Rome and Drakonia
Commodus III, the Emperor of Rome seeks for revenge – Drakonia’s men of war gather
– Seti-Kahn’s reveals plans for battle – The Emperor asks the opinion of Kronus –
Kronus asks for two days of study – The Stazzi keep watch over Kronus – Two days
later, Kronus reveals his strategy for defending Antarctica and plundering Rome –
The Emperor favors Kronus’ plans – Jealous peers resolved to murder Kronus
1 On the island of Capri did the Emperor of Rome brood darkly against Drakonia;
for he desired to take again unto himself the water stations of Antarctica; for in
the days of Kronus were the waters of the polar regions most precious and highly
prized; being locked in the ice, being itself both pure and uncorrupted by the pollutions
2 For the earth grew sick beneath the weight of man, for he did constantly pour
into the rivers and oceans of the earth a great many contaminants, filling in rapid
degrees the whole earth with sickness and despair.
3 But in the frozen waste of the polar regions was there found the ice of ages past,
containing in itself the purest of waters, fresh and clean; being most highly desired
by the nations of men whereby they might drink of its pureness and live.
4 Now the Emperor of Rome was a vengeful man, whose name was Commodus III; being
himself a man of spite and bitter disposition; and he desired a bitter retribution
against Drakonia, whereby he might gloat in some victory against it.

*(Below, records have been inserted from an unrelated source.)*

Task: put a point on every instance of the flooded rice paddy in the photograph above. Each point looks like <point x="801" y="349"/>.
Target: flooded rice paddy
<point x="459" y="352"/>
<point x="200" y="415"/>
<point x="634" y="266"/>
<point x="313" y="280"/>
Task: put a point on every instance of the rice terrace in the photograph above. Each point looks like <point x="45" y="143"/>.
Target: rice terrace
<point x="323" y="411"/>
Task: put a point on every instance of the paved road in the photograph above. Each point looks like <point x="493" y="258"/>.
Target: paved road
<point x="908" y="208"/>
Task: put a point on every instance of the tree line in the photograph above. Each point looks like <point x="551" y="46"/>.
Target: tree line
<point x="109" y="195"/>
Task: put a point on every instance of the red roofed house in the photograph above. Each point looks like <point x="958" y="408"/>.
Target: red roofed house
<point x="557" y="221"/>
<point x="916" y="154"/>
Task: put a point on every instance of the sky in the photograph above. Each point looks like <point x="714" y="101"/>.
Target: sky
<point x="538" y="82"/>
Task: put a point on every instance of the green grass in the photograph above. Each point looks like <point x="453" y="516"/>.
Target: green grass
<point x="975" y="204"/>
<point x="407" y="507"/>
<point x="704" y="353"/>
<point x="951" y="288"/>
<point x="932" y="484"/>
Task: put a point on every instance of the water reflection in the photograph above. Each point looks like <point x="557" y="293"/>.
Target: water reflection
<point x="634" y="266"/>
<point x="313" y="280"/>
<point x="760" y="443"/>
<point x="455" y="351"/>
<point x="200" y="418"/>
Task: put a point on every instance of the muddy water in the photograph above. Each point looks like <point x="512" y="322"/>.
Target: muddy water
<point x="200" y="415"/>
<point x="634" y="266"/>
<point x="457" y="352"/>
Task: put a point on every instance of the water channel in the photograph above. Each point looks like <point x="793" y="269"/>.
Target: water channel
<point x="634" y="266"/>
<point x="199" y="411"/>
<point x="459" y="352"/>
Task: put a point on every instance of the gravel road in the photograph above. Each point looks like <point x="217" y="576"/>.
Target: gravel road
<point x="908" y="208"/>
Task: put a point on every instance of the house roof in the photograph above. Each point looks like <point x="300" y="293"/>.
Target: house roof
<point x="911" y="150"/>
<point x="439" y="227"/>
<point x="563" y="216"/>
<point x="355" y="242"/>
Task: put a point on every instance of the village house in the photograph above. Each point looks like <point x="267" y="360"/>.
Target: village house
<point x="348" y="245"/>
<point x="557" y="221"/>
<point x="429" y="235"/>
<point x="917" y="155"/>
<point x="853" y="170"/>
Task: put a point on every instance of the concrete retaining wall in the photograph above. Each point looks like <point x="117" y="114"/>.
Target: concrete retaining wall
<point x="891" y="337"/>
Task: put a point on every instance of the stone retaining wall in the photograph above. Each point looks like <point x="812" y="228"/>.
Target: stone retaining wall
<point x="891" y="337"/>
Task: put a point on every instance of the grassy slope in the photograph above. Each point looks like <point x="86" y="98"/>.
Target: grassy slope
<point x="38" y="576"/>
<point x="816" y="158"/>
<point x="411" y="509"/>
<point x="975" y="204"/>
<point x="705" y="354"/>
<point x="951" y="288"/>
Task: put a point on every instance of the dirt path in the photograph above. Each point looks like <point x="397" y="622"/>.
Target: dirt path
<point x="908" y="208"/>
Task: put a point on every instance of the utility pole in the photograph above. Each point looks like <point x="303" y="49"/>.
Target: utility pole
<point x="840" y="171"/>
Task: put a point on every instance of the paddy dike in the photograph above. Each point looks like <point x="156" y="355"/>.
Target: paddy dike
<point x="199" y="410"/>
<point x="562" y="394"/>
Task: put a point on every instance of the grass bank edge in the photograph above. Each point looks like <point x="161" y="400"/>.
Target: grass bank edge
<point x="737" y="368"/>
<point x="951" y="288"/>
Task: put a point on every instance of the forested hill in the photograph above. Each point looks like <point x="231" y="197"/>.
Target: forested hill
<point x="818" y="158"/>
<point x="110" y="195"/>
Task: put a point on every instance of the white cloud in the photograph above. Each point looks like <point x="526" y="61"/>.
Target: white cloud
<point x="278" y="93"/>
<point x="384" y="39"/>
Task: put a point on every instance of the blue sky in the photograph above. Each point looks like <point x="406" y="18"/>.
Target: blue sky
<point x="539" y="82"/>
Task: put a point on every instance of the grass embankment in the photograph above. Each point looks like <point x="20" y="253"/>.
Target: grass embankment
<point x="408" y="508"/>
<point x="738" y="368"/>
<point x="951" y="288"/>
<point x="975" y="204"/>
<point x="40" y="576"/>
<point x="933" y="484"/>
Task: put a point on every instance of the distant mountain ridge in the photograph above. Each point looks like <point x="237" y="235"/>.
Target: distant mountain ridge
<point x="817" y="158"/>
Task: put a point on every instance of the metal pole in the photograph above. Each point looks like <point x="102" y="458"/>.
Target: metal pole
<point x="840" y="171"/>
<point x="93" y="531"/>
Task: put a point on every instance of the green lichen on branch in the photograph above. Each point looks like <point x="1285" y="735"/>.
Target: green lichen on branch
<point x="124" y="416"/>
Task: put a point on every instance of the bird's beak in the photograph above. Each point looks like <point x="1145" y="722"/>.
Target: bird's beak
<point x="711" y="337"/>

5 For in years past had Drakonia captured through war, the continent of Antarctica,
to steal it away from Rome; to keep in firm possession the wealth of all its many
resources; drawing from the frozen land and the oceans round about a great many riches.
6 Thus, for eighty years did the Empire of Rome seek some bitter revenge for so
great a loss, causing that Commodus III should send into the lands of South Africa,
five full divisions of the Roman Army, having in each division some ten legions;
and unto this did he also add six armored battalions, fiercely armed.
7 And over so great an army did Commodus III place in command, a general of great
renown, even the man Sulla Cornellius; and he made haste the great invasion, drawing
into every port a great many naval ships and barges.
8 For he was determined to land full force upon the frozen shores, to take captive
the ice city of Neropolis, and all the regions round about; being hopeful to surprise
Drakonia in fearsome battle, to catch it unawares.
9 But in the regions of space did the satellites of Drakonia keep silent watch over
all the earth, spying here and watching there the doings of every nation; sending
out in secret codes, the intentions of Rome and all its might.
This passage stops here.